Real-time alerting on unauthorized Pub/Sub topic access attempts using IAM policy monitoring and custom log metrics

cynthia_ninja · February 19, 2025, 1:15pm

We built a security monitoring system that provides real-time alerts when unauthorized access attempts occur on our IoT Pub/Sub topics. Our deployment has 15 topics handling telemetry from different device types, and we needed to detect potential security incidents immediately.

The implementation monitors Cloud Audit Logs for IAM policy violations and generates alerts within 60 seconds of unauthorized access attempts. This catches both internal misconfigurations (service accounts with incorrect permissions) and potential external threats (compromised credentials attempting topic access).

Core components: IAM policy monitoring via audit logs, log-based metric tracking access denied events, and Cloud Monitoring alert policy with Slack integration. The metric filter captures permission denied errors:

resource.type="pubsub_topic"
protoPayload.status.code=7
protoPayload.methodName=~"^google.pubsub.v1.Publisher"

We extract the principal identity and topic name as metric labels for granular alerting. This has caught several security issues including a misconfigured third-party integration attempting to publish to production topics and a compromised service account key trying to access restricted telemetry data.

angela_master · February 21, 2025, 10:01pm

Excellent use case! How do you handle false positives from legitimate access denied events? For example, during deployments when service accounts might temporarily have incorrect permissions while IAM changes propagate?

rebeccaninja · February 23, 2025, 10:16pm

Do you differentiate between subscriber access denied (pull/acknowledge) and publisher access denied? These have different security implications - unauthorized publishing is more critical than unauthorized subscription attempts. Your filter seems to only catch Publisher methods.

sharonexpert · February 28, 2025, 9:52am

What’s your alert notification strategy? With 15 topics and potentially multiple service accounts, you could get a lot of alerts. Do you batch notifications or send individually? Also curious about your incident response process - what actions do your ops team take when they receive these alerts?

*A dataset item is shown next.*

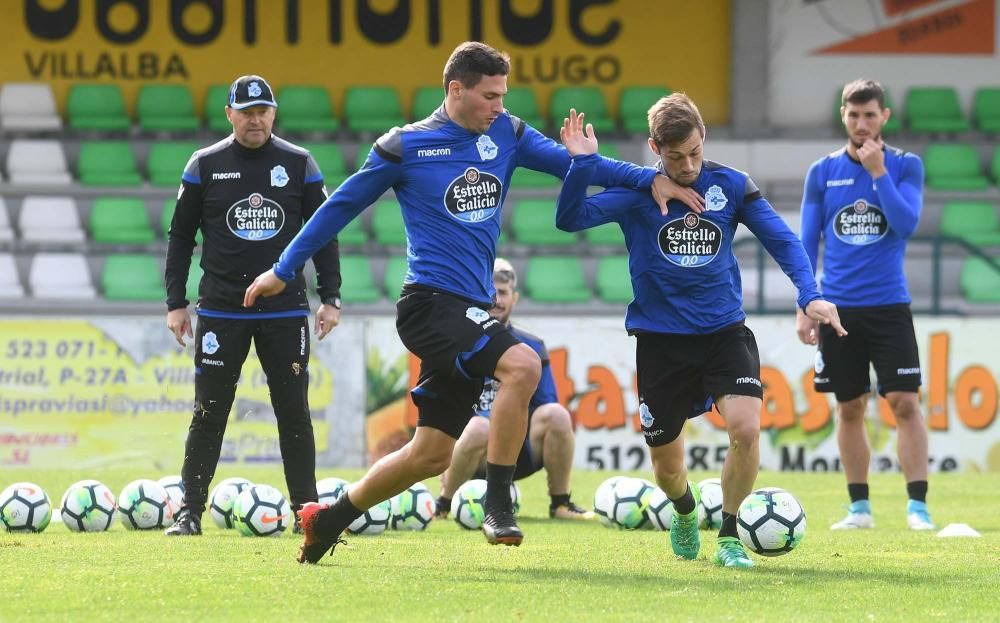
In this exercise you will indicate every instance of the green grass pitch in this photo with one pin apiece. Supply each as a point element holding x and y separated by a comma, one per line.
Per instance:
<point>562,572</point>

jason_wizard · March 13, 2025, 7:43pm

Your implementation covers the key security monitoring components effectively. Let me expand on the complete architecture:

IAM Policy Monitoring: Comprehensive IAM monitoring requires tracking multiple event types. Extend your audit log monitoring beyond just access denied:

# Primary filter - Access Denied
resource.type="pubsub_topic"
protoPayload.status.code=7
protoPayload.serviceName="pubsub.googleapis.com"

# Secondary filter - IAM Policy Changes
resource.type="pubsub_topic"
protoPayload.methodName="google.iam.v1.IAMPolicy.SetIamPolicy"

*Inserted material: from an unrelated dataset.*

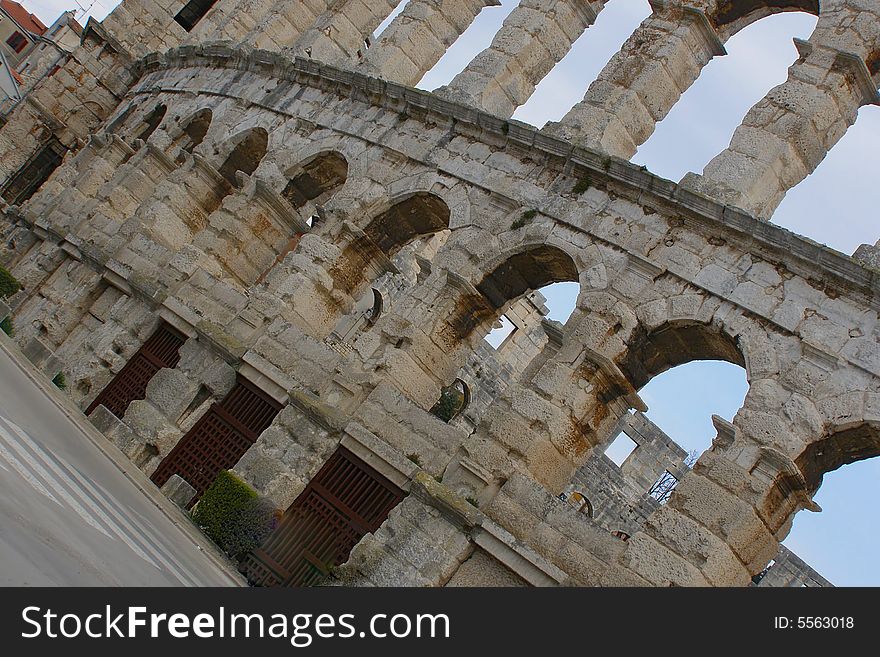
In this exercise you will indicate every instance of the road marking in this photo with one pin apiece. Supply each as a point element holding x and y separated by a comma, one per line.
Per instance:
<point>46,478</point>
<point>122,524</point>
<point>21,470</point>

# Tertiary filter - Unusual Access Patterns
resource.type="pubsub_topic"
protoPayload.status.code=0
jsonPayload.sourceIp!~"^10\..*"  # External IPs

We maintain three separate log-based metrics, each feeding different alert policies with different severity levels. Access denied events are high severity (immediate Slack + PagerDuty), IAM changes are medium severity (Slack only), unusual access patterns are low severity (daily digest email).

Log-Based Metric for Access Denied: Your metric filter correctly captures publisher access denied, but should be expanded:

filter: |
  resource.type="pubsub_topic"
  protoPayload.status.code=7
  protoPayload.serviceName="pubsub.googleapis.com"
  (protoPayload.methodName=~"^google.pubsub.v1.Publisher.*" OR
   protoPayload.methodName=~"^google.pubsub.v1.Subscriber.*")
metricDescriptor:
  metricKind: DELTA
  valueType: INT64
  displayName: "Unauthorized Pub/Sub Access Attempts"
labelExtractors:
  principal: EXTRACT(protoPayload.authenticationInfo.principalEmail)
  topic: EXTRACT(resource.labels.topic_id)
  method: EXTRACT(protoPayload.methodName)
  source_ip: EXTRACT(protoPayload.requestMetadata.callerIp)

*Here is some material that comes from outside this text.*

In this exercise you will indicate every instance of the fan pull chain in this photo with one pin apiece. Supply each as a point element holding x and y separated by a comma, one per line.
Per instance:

The additional labels enable more sophisticated alerting:

Alert immediately for external IPs (potential breach)
Alert after 3 attempts for internal IPs (likely misconfiguration)
Different notification channels based on topic sensitivity

Cloud Monitoring Alert Policy: Implement tiered alerting based on context:

High Priority Alert (immediate notification):

Condition: metric > 0 AND source_ip NOT in allowed ranges
Group by: principal, topic
Notification: Slack critical channel + PagerDuty
Auto-documentation includes: principal identity, topic name, source IP, timestamp

Medium Priority Alert (5-minute threshold):

Condition: metric > 3 in 5-minute window
Group by: principal
Notification: Slack security channel
Indicates repeated access attempts from same principal

Low Priority Alert (daily digest):

Condition: metric > 0 from known service accounts
Aggregation: Daily summary
Notification: Email to security team
Likely configuration issues rather than security threats

Incident Response Integration: Our alert notifications include actionable context:

{
  "alert_type": "unauthorized_pubsub_access",
  "severity": "HIGH",
  "principal": "service-account@project.iam.gserviceaccount.com",
  "topic": "iot-telemetry-production",
  "source_ip": "203.0.113.45",
  "timestamp": "2025-07-11T13:25:34Z",
  "recommended_actions": [
    "Verify if this service account should have access",
    "Check if IP address is from known infrastructure",
    "Review recent IAM policy changes",
    "Consider disabling service account key if compromised"
  ],
  "investigation_links": {
    "audit_logs": "https://console.cloud.google.com/logs/...",
    "iam_policy": "https://console.cloud.google.com/iam-admin/...",
    "service_account": "https://console.cloud.google.com/iam-admin/serviceaccounts/..."
  }
}

We use Cloud Functions to enrich alerts with this context before sending to Slack/PagerDuty. The function queries additional APIs to determine:

When the service account key was created
Recent successful accesses from this principal
Other topics this principal has accessed
Whether the principal is part of a known application

Advanced Features: We’ve added several enhancements beyond basic alerting:

Automatic response for high-confidence threats: If access denied + external IP + never-seen-before principal, automatically disable the service account key and create an incident ticket
Baseline learning: Track normal access patterns for 30 days, then alert on deviations (e.g., service account suddenly accessing topics it never touched before)
Correlation with VPC Flow Logs: Cross-reference Pub/Sub access attempts with network traffic patterns to identify coordinated attacks
Integration with Cloud Asset Inventory: Automatically check if the accessing principal has legitimate business need based on project labels and resource hierarchy

Results: Since implementing this system 8 months ago:

Detected 47 unauthorized access attempts (32 misconfigurations, 15 potential security incidents)
Average detection time: 45 seconds from access attempt to alert
2 confirmed compromised service account keys caught before data exfiltration
Zero false negatives (all unauthorized attempts were detected)
False positive rate: ~5% (mostly from deployment timing issues)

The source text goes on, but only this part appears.